Figure 3: SQL code to define a new variable, Plan Labels, from the given variable Plan.
  1. Now, there are two variables in place of a single variable: the original integer-valued categorical variable Plan and the new categorical variable Plan Labels with the corresponding descriptive text values. Use this new variable (field) in any subsequent visualizations.

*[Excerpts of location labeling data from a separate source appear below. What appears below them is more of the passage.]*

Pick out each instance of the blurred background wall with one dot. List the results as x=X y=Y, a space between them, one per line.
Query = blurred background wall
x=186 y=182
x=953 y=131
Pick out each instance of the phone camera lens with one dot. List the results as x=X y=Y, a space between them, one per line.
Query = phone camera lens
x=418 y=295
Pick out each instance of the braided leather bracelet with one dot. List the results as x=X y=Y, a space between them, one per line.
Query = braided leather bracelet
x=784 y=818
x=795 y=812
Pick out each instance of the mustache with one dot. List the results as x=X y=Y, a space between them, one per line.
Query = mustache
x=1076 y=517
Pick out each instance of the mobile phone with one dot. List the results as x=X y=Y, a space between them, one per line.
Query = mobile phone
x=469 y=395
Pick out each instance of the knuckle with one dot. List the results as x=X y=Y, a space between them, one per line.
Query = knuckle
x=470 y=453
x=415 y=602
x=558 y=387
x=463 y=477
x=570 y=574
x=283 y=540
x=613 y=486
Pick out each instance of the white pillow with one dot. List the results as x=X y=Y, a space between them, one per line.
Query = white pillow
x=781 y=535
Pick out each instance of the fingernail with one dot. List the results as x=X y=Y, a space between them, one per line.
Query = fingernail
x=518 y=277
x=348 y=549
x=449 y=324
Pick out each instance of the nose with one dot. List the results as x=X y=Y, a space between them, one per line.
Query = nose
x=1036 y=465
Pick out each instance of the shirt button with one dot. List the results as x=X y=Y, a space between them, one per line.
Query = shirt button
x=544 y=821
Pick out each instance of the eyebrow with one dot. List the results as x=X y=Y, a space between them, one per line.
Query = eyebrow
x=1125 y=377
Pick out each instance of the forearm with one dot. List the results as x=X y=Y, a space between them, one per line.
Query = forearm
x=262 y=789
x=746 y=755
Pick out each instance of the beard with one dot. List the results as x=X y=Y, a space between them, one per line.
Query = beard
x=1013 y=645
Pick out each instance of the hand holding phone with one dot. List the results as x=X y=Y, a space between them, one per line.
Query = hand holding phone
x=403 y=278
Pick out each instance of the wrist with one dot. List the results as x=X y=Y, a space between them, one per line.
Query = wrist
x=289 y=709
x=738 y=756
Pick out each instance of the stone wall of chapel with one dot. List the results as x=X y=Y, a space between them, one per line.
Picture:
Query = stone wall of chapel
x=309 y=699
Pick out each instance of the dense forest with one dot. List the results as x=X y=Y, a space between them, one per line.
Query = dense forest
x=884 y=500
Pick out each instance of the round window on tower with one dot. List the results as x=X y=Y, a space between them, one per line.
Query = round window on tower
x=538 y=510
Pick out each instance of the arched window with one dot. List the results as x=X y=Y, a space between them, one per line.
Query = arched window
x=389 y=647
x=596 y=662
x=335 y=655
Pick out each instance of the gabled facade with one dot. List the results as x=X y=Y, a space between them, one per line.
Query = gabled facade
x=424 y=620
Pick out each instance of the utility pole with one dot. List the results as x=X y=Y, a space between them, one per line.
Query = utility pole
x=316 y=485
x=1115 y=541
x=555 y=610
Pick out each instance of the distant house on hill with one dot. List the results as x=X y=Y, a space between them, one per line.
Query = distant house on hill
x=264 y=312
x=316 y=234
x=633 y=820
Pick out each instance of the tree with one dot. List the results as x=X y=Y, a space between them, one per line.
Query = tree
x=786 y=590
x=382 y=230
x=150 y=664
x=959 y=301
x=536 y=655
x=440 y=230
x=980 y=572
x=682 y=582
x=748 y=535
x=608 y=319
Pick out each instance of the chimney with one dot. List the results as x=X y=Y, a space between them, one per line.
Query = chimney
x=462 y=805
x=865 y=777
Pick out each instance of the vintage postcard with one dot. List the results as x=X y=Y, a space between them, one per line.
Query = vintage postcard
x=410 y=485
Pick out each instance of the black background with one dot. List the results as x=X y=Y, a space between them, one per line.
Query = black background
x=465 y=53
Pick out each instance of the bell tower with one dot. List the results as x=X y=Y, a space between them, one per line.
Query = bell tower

Add Levels Beyond the Data

Unlike R, Tableau does not provide a method for directly indicating that a potential response in the original data table of individual data values for each person did not occur. The example here is of Gender, where, in this small Employee data table, the response of O for Other did not occur.

A workaround to display the missing level requires three steps.

  1. Count the values of the existing data values for each category, such as with a bar chart.
  2. Manually create the summary table of counts for the categories, such as in Excel or similar, here for existing values M and W and then add a row for O with a 0 count.
  3. Do the visualization directly from the summary table read as the data.

Figure 4 shows the manually constructed summary table.

Figure 4: Manually created summary table of counts.

From this summary table, construct the visualization, such as with a bar chart, as shown in the corresponding reading.